Enhance your table tennis skills

By Philip Buthmann (phbut19) and Asger Nybo (asnyb15)

Complete code: https://bitbucket.org/philbudi/191205topspin/src/master

Video of application


1. Introduction
2. Method & Materials
3. Results
4. Discussion


This report covers the making of an IOS App, using the SDU sportsensor, as it had a lot of potential. Through brainstorm, it was decided to make an app that resolved around table tennis, as Philip is a table tennis player. The idea was to make an app that helps improve ones table tennis skills, by tracking the movement of the players hand with an external sensor connected via bluetooth.

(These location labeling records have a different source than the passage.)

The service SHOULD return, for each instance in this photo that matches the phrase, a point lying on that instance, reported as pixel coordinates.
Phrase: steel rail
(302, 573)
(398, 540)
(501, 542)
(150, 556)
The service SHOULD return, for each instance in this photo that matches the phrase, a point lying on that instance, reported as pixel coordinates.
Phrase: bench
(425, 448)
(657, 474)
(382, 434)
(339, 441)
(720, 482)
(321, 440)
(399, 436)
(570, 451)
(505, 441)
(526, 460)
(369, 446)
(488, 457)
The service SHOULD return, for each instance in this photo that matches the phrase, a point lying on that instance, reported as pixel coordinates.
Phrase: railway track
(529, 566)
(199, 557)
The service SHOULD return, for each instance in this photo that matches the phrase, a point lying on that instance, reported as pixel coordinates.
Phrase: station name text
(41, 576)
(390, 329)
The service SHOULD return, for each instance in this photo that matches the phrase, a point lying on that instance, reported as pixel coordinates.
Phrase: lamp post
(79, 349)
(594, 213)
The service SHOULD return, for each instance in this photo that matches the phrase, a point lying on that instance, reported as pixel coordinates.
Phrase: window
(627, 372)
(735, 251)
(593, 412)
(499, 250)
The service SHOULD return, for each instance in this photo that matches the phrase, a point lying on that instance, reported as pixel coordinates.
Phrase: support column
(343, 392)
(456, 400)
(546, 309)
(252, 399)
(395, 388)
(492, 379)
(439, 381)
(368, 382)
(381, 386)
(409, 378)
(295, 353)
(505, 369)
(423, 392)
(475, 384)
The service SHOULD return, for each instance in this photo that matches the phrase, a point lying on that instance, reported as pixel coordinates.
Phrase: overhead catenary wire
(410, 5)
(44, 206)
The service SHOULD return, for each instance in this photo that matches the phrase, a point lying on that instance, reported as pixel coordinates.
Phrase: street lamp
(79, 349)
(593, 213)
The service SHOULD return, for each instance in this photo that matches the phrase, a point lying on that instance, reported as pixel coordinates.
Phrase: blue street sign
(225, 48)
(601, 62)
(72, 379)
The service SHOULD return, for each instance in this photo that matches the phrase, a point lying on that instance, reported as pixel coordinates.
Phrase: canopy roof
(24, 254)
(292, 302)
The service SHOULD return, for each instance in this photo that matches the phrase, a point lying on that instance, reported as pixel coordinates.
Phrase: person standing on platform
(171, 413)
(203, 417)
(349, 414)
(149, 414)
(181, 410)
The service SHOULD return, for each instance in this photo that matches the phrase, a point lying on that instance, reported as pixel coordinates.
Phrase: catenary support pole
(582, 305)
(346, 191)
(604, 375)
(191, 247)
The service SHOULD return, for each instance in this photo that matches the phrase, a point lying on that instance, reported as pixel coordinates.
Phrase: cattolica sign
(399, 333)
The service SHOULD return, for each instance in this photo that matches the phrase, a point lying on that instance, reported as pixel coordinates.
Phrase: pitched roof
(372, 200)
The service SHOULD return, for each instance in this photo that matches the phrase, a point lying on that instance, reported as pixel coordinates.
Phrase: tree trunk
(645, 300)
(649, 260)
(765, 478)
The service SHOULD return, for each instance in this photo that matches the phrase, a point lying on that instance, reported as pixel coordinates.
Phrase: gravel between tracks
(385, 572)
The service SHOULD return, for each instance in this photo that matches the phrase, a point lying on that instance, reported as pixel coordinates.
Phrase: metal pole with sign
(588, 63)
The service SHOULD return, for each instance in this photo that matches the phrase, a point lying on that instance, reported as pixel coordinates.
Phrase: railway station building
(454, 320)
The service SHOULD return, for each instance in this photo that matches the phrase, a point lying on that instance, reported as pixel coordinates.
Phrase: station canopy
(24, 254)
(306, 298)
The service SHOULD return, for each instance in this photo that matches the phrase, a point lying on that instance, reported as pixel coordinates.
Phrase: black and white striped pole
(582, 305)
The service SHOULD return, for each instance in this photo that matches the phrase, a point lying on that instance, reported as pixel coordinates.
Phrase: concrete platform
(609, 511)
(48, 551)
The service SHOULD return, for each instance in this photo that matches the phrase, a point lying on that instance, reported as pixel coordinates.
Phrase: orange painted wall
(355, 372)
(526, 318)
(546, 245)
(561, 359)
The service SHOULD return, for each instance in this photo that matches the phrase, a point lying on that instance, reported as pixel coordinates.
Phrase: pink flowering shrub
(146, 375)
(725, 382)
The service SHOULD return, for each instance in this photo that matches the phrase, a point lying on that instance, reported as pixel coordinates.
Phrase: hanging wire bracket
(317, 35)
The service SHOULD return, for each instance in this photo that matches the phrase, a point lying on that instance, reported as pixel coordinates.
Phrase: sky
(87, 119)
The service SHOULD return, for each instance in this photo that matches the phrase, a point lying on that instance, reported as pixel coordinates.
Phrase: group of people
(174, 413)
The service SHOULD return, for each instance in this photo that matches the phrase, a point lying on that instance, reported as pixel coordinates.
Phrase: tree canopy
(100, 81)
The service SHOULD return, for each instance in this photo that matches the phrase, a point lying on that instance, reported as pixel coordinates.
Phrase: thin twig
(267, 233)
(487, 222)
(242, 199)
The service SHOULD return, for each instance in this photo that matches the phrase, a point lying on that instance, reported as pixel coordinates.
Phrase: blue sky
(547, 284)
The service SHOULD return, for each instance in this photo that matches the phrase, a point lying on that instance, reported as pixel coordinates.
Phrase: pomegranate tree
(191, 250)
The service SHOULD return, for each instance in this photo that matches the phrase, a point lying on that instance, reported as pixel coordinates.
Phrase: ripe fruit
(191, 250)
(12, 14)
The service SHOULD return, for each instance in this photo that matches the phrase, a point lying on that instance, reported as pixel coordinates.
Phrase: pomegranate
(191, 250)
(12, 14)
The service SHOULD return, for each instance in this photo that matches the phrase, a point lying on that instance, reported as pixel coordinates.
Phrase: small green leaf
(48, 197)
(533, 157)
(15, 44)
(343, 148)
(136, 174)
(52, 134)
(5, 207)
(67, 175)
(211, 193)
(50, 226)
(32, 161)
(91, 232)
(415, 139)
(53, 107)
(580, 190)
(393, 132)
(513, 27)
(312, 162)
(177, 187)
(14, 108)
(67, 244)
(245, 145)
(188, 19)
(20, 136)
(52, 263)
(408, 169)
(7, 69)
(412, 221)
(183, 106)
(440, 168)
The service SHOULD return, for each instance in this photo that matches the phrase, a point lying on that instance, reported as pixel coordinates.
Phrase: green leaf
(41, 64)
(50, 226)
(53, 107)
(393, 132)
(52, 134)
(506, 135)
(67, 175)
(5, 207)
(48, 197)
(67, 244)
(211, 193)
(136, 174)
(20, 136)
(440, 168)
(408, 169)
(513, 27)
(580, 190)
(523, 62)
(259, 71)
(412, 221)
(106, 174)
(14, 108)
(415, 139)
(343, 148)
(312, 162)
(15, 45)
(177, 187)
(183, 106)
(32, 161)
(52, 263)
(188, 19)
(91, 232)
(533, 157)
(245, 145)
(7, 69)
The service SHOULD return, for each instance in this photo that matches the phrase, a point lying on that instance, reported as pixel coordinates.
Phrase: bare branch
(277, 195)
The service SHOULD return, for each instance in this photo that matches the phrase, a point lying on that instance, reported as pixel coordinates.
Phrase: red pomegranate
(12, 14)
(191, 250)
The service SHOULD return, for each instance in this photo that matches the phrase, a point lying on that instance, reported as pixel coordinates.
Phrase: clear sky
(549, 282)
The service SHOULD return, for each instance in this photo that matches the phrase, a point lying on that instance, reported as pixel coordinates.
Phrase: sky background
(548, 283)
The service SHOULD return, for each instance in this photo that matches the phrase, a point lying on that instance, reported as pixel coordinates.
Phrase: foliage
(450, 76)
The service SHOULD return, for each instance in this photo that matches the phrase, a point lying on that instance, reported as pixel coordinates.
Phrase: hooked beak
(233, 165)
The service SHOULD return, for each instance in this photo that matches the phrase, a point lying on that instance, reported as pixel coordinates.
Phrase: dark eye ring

Research showed that the market for a table tennis app using external sensors were very limiting, thus making it worthwhile to persue filling a gap in the market and introduce new ways of improving ones table tennis skills.

Can you make an application that tracks your table tennis training sessions and help you become a better table tennis player?

It is intented to strap the SDU sportsensor to a wristband attached to the player, which aquire accelerometer data about the players hand movement, which will be processed by the application and showed to the user in a userfriendly way.

Methods and Materials

This section describes what was done and what materials were used to accomplish the making of the desired application. The first thing there had to be done was to make sure what the actual desired application was, which was done through a brainstorm.


A brainstorm was conducted by discussing all the possibilities of the SDU Sportssensor. This included ideas such as making an apps for strengthtraining by tracking the athletes performance through accelerometer data, making an app for monitoring people posture by attaching the sensor to the back and process the data. All ideas was written down, and a filtering was done in the end.

Conceptual design

Next a conceptual design was made by writing a list of what was wanted the design of the chosen application to include.

Use-Case diagram

Furthermore a use-case diagram was constructed to specify the use case and making it clear how the application was intented to be used.


A prototype was made mainly in PowerPoint to visualize the design that was beforehand only conceptual. PowerPoint gave the advantages of making the prototype somewhat funtional, by making working buttons to switch screen and simulate data acquisition by changing numbers ect. from slide to slide.


An evaluation was done based on the feedback recieved from a presentation of the prototype to the class.


Based on the evaluation and the previuos work, a table was made of the requirements for both the model and the views. The requirements were split up into two categories: must and optional. “Must” meaning that the given requirement is considered a must and “optional” meaning that the given requirement i nice to have but not a need to have.

Object/UML-class Diagram

Based on the requirements an object/UML-class diagram was done to make it clear what the structure of the application should be, to fulfill the requirements.


Now having layed out the foundation for the desired application, the implementaion began.

Final Evaluation

After implementing as much as possible in the timeframe of the project, a final evaluation was made. This implied giving the sensor and the application to some persons who had no knowledge about the application other than the overall usecase.


This section covers the results of the methods and materials used.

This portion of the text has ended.